Lagos-headquartered venture capital firm Future Africa is teaming up with TLG Capital, a London-based open-ended credit fund, to launch a $25 million venture debt fund earmarked for portfolio companies.
The fund created from TLG’s existing funds will help Future Africa’s portfolio companies preserve their runway in an increasingly tight fundraising environment. Last year, African startups raised over $5 billion and one common theme from two mega-rounds that were announced was some dependency on debt funding: B2B e-commerce platform TradeDepot and fintech MFS Africa.
The event signaled that startups need debt irrespective of their business type. Over the last two years, we’ve seen startups such as mobility fintech Moove and B2B food supply chain platform Twiga – most recently through the yet-to-be-launched Hustler Fund in partnership with the Kenyan government – raise several million in debt to run operations.
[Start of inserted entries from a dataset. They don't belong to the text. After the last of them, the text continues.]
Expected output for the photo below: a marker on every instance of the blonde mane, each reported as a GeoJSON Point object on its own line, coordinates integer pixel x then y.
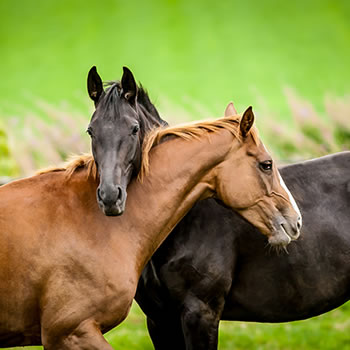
{"type": "Point", "coordinates": [190, 131]}
{"type": "Point", "coordinates": [155, 137]}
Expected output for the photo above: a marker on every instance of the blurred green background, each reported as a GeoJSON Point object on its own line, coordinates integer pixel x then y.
{"type": "Point", "coordinates": [289, 59]}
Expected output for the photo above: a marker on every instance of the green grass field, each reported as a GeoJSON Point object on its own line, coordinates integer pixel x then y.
{"type": "Point", "coordinates": [187, 51]}
{"type": "Point", "coordinates": [326, 332]}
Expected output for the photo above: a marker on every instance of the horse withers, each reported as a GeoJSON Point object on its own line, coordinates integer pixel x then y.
{"type": "Point", "coordinates": [123, 116]}
{"type": "Point", "coordinates": [69, 273]}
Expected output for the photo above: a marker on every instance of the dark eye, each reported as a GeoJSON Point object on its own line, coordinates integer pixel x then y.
{"type": "Point", "coordinates": [266, 166]}
{"type": "Point", "coordinates": [135, 129]}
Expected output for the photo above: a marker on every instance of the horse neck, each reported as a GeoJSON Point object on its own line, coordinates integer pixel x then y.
{"type": "Point", "coordinates": [181, 173]}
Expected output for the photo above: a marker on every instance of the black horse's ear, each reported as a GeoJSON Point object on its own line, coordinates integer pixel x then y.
{"type": "Point", "coordinates": [95, 86]}
{"type": "Point", "coordinates": [247, 121]}
{"type": "Point", "coordinates": [129, 85]}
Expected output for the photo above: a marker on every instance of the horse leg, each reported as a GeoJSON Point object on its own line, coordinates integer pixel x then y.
{"type": "Point", "coordinates": [87, 336]}
{"type": "Point", "coordinates": [165, 334]}
{"type": "Point", "coordinates": [200, 324]}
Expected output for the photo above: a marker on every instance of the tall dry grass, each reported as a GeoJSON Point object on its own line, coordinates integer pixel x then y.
{"type": "Point", "coordinates": [31, 142]}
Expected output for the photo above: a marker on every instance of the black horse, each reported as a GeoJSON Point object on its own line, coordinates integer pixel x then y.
{"type": "Point", "coordinates": [215, 266]}
{"type": "Point", "coordinates": [123, 116]}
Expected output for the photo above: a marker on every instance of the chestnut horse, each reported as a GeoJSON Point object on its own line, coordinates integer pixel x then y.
{"type": "Point", "coordinates": [215, 266]}
{"type": "Point", "coordinates": [69, 273]}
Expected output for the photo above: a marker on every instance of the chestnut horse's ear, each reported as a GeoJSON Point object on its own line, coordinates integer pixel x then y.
{"type": "Point", "coordinates": [95, 86]}
{"type": "Point", "coordinates": [129, 85]}
{"type": "Point", "coordinates": [230, 110]}
{"type": "Point", "coordinates": [247, 121]}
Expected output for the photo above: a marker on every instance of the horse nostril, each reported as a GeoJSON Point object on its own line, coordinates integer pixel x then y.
{"type": "Point", "coordinates": [100, 194]}
{"type": "Point", "coordinates": [120, 194]}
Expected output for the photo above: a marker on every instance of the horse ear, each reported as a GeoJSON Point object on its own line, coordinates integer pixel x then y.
{"type": "Point", "coordinates": [230, 110]}
{"type": "Point", "coordinates": [129, 85]}
{"type": "Point", "coordinates": [247, 121]}
{"type": "Point", "coordinates": [95, 86]}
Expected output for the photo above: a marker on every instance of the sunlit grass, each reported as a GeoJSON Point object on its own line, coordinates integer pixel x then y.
{"type": "Point", "coordinates": [330, 331]}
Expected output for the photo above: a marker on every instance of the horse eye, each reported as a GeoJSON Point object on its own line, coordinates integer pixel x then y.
{"type": "Point", "coordinates": [135, 129]}
{"type": "Point", "coordinates": [266, 166]}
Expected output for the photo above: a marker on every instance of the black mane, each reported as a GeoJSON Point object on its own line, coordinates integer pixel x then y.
{"type": "Point", "coordinates": [149, 111]}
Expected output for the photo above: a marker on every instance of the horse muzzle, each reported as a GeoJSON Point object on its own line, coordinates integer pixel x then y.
{"type": "Point", "coordinates": [285, 231]}
{"type": "Point", "coordinates": [111, 200]}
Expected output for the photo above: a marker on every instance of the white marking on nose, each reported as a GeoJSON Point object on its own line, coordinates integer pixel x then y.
{"type": "Point", "coordinates": [291, 198]}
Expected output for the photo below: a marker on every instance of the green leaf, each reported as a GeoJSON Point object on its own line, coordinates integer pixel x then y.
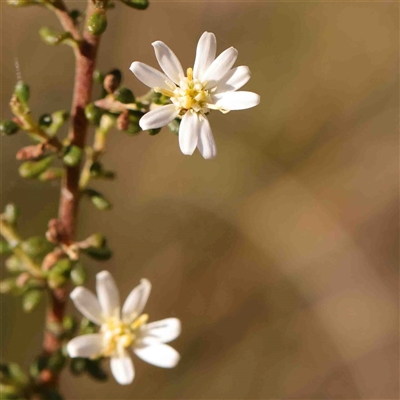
{"type": "Point", "coordinates": [72, 156]}
{"type": "Point", "coordinates": [8, 127]}
{"type": "Point", "coordinates": [22, 91]}
{"type": "Point", "coordinates": [97, 22]}
{"type": "Point", "coordinates": [31, 169]}
{"type": "Point", "coordinates": [78, 275]}
{"type": "Point", "coordinates": [98, 199]}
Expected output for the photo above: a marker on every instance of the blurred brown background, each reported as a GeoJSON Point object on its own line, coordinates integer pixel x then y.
{"type": "Point", "coordinates": [281, 255]}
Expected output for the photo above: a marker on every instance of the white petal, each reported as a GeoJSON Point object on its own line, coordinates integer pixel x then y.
{"type": "Point", "coordinates": [165, 330]}
{"type": "Point", "coordinates": [136, 301]}
{"type": "Point", "coordinates": [234, 79]}
{"type": "Point", "coordinates": [205, 54]}
{"type": "Point", "coordinates": [237, 100]}
{"type": "Point", "coordinates": [160, 355]}
{"type": "Point", "coordinates": [219, 67]}
{"type": "Point", "coordinates": [108, 294]}
{"type": "Point", "coordinates": [150, 76]}
{"type": "Point", "coordinates": [122, 368]}
{"type": "Point", "coordinates": [86, 302]}
{"type": "Point", "coordinates": [189, 133]}
{"type": "Point", "coordinates": [158, 117]}
{"type": "Point", "coordinates": [86, 346]}
{"type": "Point", "coordinates": [168, 61]}
{"type": "Point", "coordinates": [206, 144]}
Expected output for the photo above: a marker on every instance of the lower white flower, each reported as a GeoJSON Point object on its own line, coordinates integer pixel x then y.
{"type": "Point", "coordinates": [121, 330]}
{"type": "Point", "coordinates": [210, 85]}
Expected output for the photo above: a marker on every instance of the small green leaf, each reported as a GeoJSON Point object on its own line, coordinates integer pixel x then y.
{"type": "Point", "coordinates": [138, 4]}
{"type": "Point", "coordinates": [93, 114]}
{"type": "Point", "coordinates": [11, 213]}
{"type": "Point", "coordinates": [72, 156]}
{"type": "Point", "coordinates": [98, 199]}
{"type": "Point", "coordinates": [4, 248]}
{"type": "Point", "coordinates": [22, 91]}
{"type": "Point", "coordinates": [78, 275]}
{"type": "Point", "coordinates": [31, 169]}
{"type": "Point", "coordinates": [97, 22]}
{"type": "Point", "coordinates": [53, 38]}
{"type": "Point", "coordinates": [8, 127]}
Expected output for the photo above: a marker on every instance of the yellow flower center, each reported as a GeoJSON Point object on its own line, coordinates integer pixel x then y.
{"type": "Point", "coordinates": [118, 335]}
{"type": "Point", "coordinates": [189, 94]}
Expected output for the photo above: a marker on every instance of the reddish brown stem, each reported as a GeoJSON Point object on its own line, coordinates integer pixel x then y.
{"type": "Point", "coordinates": [69, 200]}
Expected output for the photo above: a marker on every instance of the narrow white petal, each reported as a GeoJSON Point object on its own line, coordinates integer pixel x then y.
{"type": "Point", "coordinates": [86, 302]}
{"type": "Point", "coordinates": [108, 294]}
{"type": "Point", "coordinates": [206, 144]}
{"type": "Point", "coordinates": [237, 100]}
{"type": "Point", "coordinates": [219, 67]}
{"type": "Point", "coordinates": [168, 61]}
{"type": "Point", "coordinates": [189, 133]}
{"type": "Point", "coordinates": [234, 79]}
{"type": "Point", "coordinates": [122, 368]}
{"type": "Point", "coordinates": [160, 355]}
{"type": "Point", "coordinates": [205, 54]}
{"type": "Point", "coordinates": [165, 330]}
{"type": "Point", "coordinates": [136, 301]}
{"type": "Point", "coordinates": [158, 117]}
{"type": "Point", "coordinates": [86, 346]}
{"type": "Point", "coordinates": [150, 76]}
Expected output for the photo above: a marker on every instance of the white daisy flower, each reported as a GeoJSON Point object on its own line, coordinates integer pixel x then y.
{"type": "Point", "coordinates": [210, 85]}
{"type": "Point", "coordinates": [124, 329]}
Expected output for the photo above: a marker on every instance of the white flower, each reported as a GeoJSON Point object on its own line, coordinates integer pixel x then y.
{"type": "Point", "coordinates": [123, 329]}
{"type": "Point", "coordinates": [210, 85]}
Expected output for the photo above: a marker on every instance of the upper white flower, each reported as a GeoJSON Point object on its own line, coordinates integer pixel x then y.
{"type": "Point", "coordinates": [210, 85]}
{"type": "Point", "coordinates": [123, 329]}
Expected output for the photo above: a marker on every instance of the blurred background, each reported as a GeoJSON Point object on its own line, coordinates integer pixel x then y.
{"type": "Point", "coordinates": [280, 256]}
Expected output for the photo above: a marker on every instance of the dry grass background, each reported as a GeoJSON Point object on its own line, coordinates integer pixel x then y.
{"type": "Point", "coordinates": [281, 255]}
Debt funding activity may have slowed down this year, but Future Africa founder and general partner Iyinoluwa Aboyeji said that the cost and risk appetite of equity capital coupled with rising interest rates will push founders toward embracing debt to run startup operations. He argued further that even when founders manage to raise equity it may come with terms that could heavily dilute their ownership of the business.
“Many founders want to keep growing through the downturn,” said the founder-cum-investor. “Debt is the best option provided that your unit economics are well defined and you have built the appropriate financial discipline which even equity investors are asking to see now.